GrouseMan wrote:Well said Catstaff! I would go on to say that almost always the mix of mutations in a Met is different than it was in a primary. That's why its important to get biopsies of Mets if possible to help direct chemotherapy or Immunotherapies. Your primary could have been removed and gene tested, but that doesn't mean your Met's have the same set of mutations in its genes it could have a subset or new set of mutated genes. This is one of the main reasons we have such a difficult time treating advanced solid tumor cancers of any kind. A particular Met might be composed of many different mutated cancer cells even. A biopsy and tests on different parts of the met might yield different results. Outer parts of the tumor with a good blood supply might have one set where deep inside where it might not be as well vascularized could have another set.
This is why a lot of oncologists don't put a lot of faith in Genetic testing up front. Usually they have only the primary to test and its not a reliable indication of what the Met might be like. They stick pretty much with tried and true (ie Clinical trials) methods that appear to work for however long for a particular type of cancer. Everyone's Colon cancer is unique to that individual. They are as unique as each of us are to one another.

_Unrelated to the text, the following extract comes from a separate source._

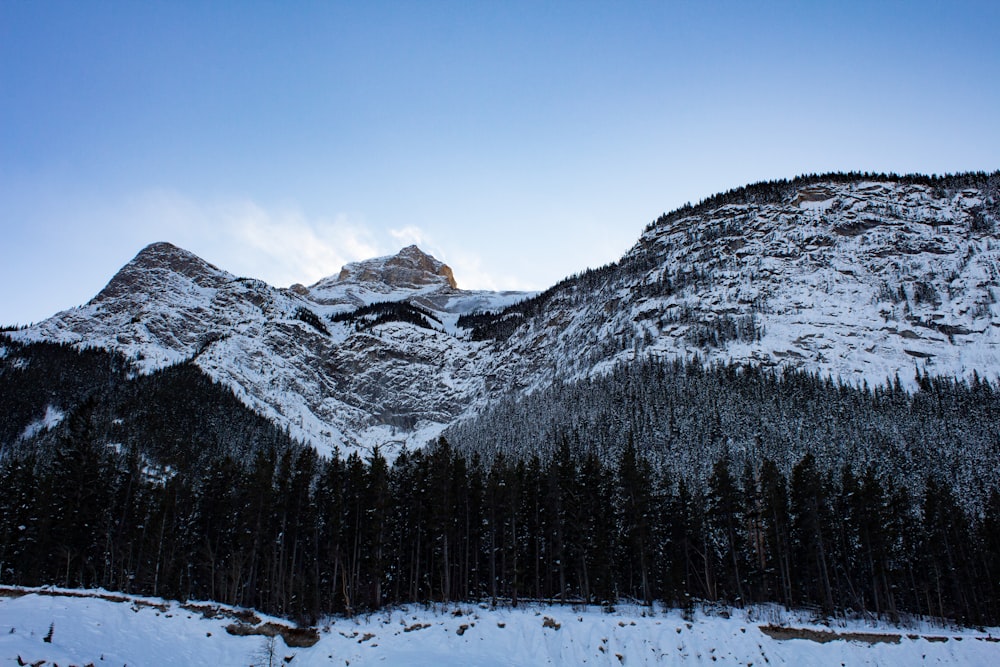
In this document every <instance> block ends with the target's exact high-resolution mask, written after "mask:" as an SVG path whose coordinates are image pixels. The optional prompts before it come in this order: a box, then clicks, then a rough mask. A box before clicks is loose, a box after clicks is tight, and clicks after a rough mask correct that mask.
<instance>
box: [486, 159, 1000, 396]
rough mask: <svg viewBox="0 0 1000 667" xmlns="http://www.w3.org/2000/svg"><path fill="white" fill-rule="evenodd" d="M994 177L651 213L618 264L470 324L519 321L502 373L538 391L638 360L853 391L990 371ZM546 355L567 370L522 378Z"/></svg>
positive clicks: (811, 193)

In preclinical testing of cancer chemotherapies and immunotherapies we use a lot of mouse models. They are at best crude approximations of a patient. They are often referred to as Xenographes. We might find a drug that works phenomenally in these models but only moderately well once in the clinic. I was involved in the discovery and development of one such drug. It was actually the first drug that our tumor biologists had ever seen where the mouse was cured and lived out its life to old age. That had never been seen in these Xenograph tests before. What is done is a tumor of a certain size is implanted in usually am immune compromised mouse species. These tumors are standard tumor types (ATCC Colon Types are Colo205, HCT-2998, HCT-116, HCT-15, HT29, KM12, and SW-620 all of human origin). The tumor is grown to a certain size for several days. Then treatment begins in the treated leg and usually drug vehicle is used on the control. Sort of matched pairs you might say. The size of the tumors are observed over several weeks and you end up with two curves, one showing growth in the controls verses the treated leg. Mind you this is done with many sets of mice at different doses and schedules to find the optimal one. In the tests of this particular drug - the optimal set of dose and schedule the test mice survived and tumors completely disappeared at least in terms of being able to find or locate them including biopsy! At that point dosing was stopped and they waited for the tumors to start to grow back. In the case of standard treatment methods using standard approved chemo drugs these tumors always came back. In the case of this particular drug treatment they never did. The treated mice lived out their natural lifespan. We thought we had a winner!
So what am I getting at. Well We went into human trials and this drug although useful and it had gotten approval, it didn't work nearly as well as we had hoped in people. The tumors in people mutated to become resistant to the drug over time. It was a much more complex situation than the mouse models suggested. Since then Anti-Cancer drug developers have learned a great deal more. And we constantly apply whats learned. We go after the mutated gene itself now rather than the one than the normal gene that controlled the proliferation of the tumor to begin with. So we now have 3rd generations of these drugs that do a better targeted job, but in people the tumor still finds a way to resist in some folks.
Unlike Bacterial, Viral and other diseases in cancer even for a particular cancer type we are attempting to treat thousands of really different tumors unique to each person.
GrouseMan (Former Anti-cancer drug discovery chemist).